The character design style leaves a bit to be desired elsewhere as well, with body proportions sometimes being inconsistent, but the visuals are not the only stumbles here. Despite accepting that the two new guys may be a samurai and ninja from the past, the doctor proceeds to explain the situation using technical jargon that would be way, way over the heads of even a well-educated person from the Edo period (the notion of the body consisting of cells did not exist until later into the 1600s, much less DNA), and yet neither of them are shown questioning that or seeming confused by it. They also seem curiously unfazed by the presence of what are clearly gaijin or the fact that Kathleen is clearly meant to be at least biracial if not of solely European descent. Since this is a bug-hunt scenario, the minimal level of action in the first episode – and how limited the animation of it is – are also concerns, but it looks like the samurai will have a proper sword next time around, so maybe that will help.

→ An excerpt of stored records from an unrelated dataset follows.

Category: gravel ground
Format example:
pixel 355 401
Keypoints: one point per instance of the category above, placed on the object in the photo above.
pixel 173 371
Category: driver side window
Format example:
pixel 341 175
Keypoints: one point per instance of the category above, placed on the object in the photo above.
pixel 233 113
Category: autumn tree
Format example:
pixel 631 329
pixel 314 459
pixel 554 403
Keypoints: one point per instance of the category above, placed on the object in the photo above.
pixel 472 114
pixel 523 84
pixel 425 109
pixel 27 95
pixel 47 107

The two things that the first episode has going for it are the detail work on the background art and the interesting variety of Gibia, but that's not enough. This one does not currently show enough spark to even count as trashy fun.

Rebecca Silverman

I think that I might have liked Gibiate more had I not watched it after Deca-Dence. The similarities, granted, are really only surface level: post-apocalyptic worlds where plucky young heroines strive to fight the vaguely bug-like monsters that have destroyed humanity. In nearly all of the details, the two episodes are quite different; the problem is that Gibiate's differences don't necessarily add up to a compelling start to the story.

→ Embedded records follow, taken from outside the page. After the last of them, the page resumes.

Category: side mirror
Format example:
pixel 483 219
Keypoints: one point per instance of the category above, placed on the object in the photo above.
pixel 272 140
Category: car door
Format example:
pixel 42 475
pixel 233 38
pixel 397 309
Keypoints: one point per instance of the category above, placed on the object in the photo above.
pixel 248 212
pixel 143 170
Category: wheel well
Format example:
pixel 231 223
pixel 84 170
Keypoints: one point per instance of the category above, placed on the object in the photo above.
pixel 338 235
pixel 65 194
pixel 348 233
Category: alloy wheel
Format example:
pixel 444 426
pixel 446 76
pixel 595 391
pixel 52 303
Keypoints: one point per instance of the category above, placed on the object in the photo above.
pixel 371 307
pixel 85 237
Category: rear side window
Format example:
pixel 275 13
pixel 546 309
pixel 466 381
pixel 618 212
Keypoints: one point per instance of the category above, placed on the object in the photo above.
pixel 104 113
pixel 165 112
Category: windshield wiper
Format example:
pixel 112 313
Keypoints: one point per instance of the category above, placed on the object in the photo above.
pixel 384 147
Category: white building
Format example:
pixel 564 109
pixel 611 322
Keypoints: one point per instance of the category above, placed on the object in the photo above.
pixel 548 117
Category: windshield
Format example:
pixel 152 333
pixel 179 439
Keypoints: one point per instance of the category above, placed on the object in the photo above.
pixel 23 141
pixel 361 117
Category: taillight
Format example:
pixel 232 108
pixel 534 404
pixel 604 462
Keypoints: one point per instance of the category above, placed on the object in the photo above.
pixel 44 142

In part this may simply be because I'm really not in the headspace where “enjoying a pandemic story” is going to happen, but even without that factor, this simply isn't an episode that fully comes together. Kathleen, our main female protagonist, is an eighteen-year-old girl determined to find a vaccine for the Gibiate virus, which transforms humans into…things. Those things vary by location, and all of them look like combination lizard-mammals, with a few resembling dinosaurs and the one our male protagonists get up close and personal with looking like Stitch's face on a porcupine/ape body. Those heroes, by the way, have been brought to the show's present (2030) from 1600, where they were headed into exile for Sengoku-era reasons. Kathleen is totally willing to accept that they're a samurai and a ninja, as is her mother…who we're told has had a break with reality, so what that says about Kathleen and her doctor friend Yoshinaga is perhaps up for debate. Regardless, the time travel bit feels very much like a gimmick in the episode, although I suspect that won't turn out to be the case; perhaps humans from the past have some sort of resistance to Gibiate that modern people lack. That would make the most sense given Kathleen's stated goal of creating a vaccine, and the series badly needs to make the two elements of the story come together.

Mostly that's due to the fact that as introductions go, this is a bit lackluster. Partially that's due to the visual choices made. The colors are universally dull, with Kathleen's red eye makeup and a few characters with blonde hair (apparently Marines who were stranded in Japan?) standing out against a background that's otherwise mostly brown. The Gibia (infected monsters) are all very plasticky in their appearance, making them look more like toys someone forgot to put away or particularly cheap props than threatening instruments of doom. Add in the very pointy chins on the purportedly attractive male cast members and this is a combination of visual elements that don't quite all pull together.

There's some promise here once things start coming together, but I can't say that I'm particularly enthused to see where it goes. There's a better post-apocalyptic show streaming this season, so if you're not so devoted to the genre that you'll watch anything, looking elsewhere may be the way to go.